Sensors without drones
Do we really need a drone to deploy crop sensors in a greenhouse? Two former drone researchers, William Simmonds and Lucien Fesselet, co-founders in 2015 of Applied Drone Innovations, now AgriData Innovations (www.agridatainnovations.nl), say no.
The duo, whose company started as an engineering school project, realized during testing that their added value did not lie in drones, but in data. This shifted their focus to developing “smart eyes” and AI to obtain efficient and reliable information from the crop. Instead of drones, they move cameras via monorails using existing heating pipes, or on spray booms. And their smart eyes can work in a vertical farm where crops are stacked too closely for drones to fly.
PATS also offers a non-drone technology: stationary scanners called PATS-C that monitor for airborne insects—basically scouting for you, at least for flying insects. They’ve been testing it on tomato and strawberry crops, as well as cut flowers and potted plants. At Kwekerij het Westland in the Netherlands, they’re scanning for tomato looper on bell peppers, in conjunction with the release of the parasitic wasp Trichogramma achaeae for control.
Another non-drone pest scouting technology from PATS is Trap-Eye, which mounts a yellow sticky card in front of a camera, so the camera and computer can automatically identify and count the insects stuck to them. You hang it via magnets on your greenhouse columns.
There’s another drone-like technology that could be more foolproof than drones, and that’s SkyCam, the cable system suspended over stadiums and arenas to provide never-before-seen angles of the event. The company Neatleaf, founded in 2020 and with offices in San Francisco and Munich, has adapted cable suspension technology to the greenhouse, “flying” a cable box-sized “Spyder” camera/sensor unit over the crop, taking temperature, humidity, CO2, leaf temperature, light intensity and other readings. It can remain one height above the plants, or it can zoom down closer into the plant canopy. It’s mounted to the greenhouse or vertical farm infrastructure, takes the readings and uploads the data to the cloud for access from anywhere.

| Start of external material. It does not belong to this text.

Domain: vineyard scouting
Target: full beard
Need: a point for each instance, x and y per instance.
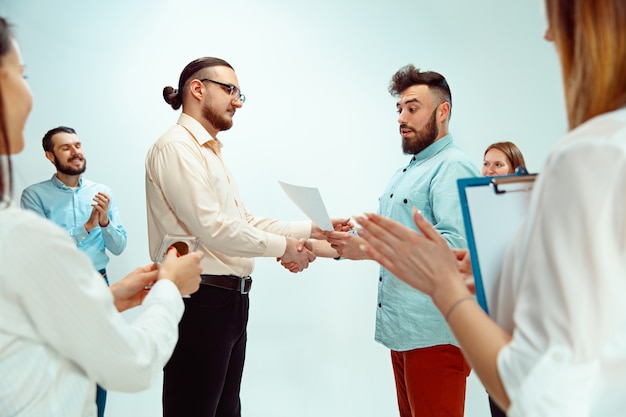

It uses proprietary AI technology to quantify plant health and forecast yield based on the collected data. Spyder was in development for four years and has been deployed in the field for two years.
The upside of a technology like Spyder is that it doesn’t need batteries, it can carry a heavier payload, and its track seems more crash-proof and repeatable. The downside of this and every other non-drone technology is the amount of equipment and the number of cameras/sensors you’d need—one per bay, most likely.
While drone use in the greenhouse is in its infancy, and may never mature to widespread acceptance, there is one application that makes sense today: shade. Drohnen Agrar Service in Germany uses an XAG P40 agricultural drone to apply ReduSystems’ shading compound and shade remover to greenhouses quickly and safely. And no AI or algorithms required!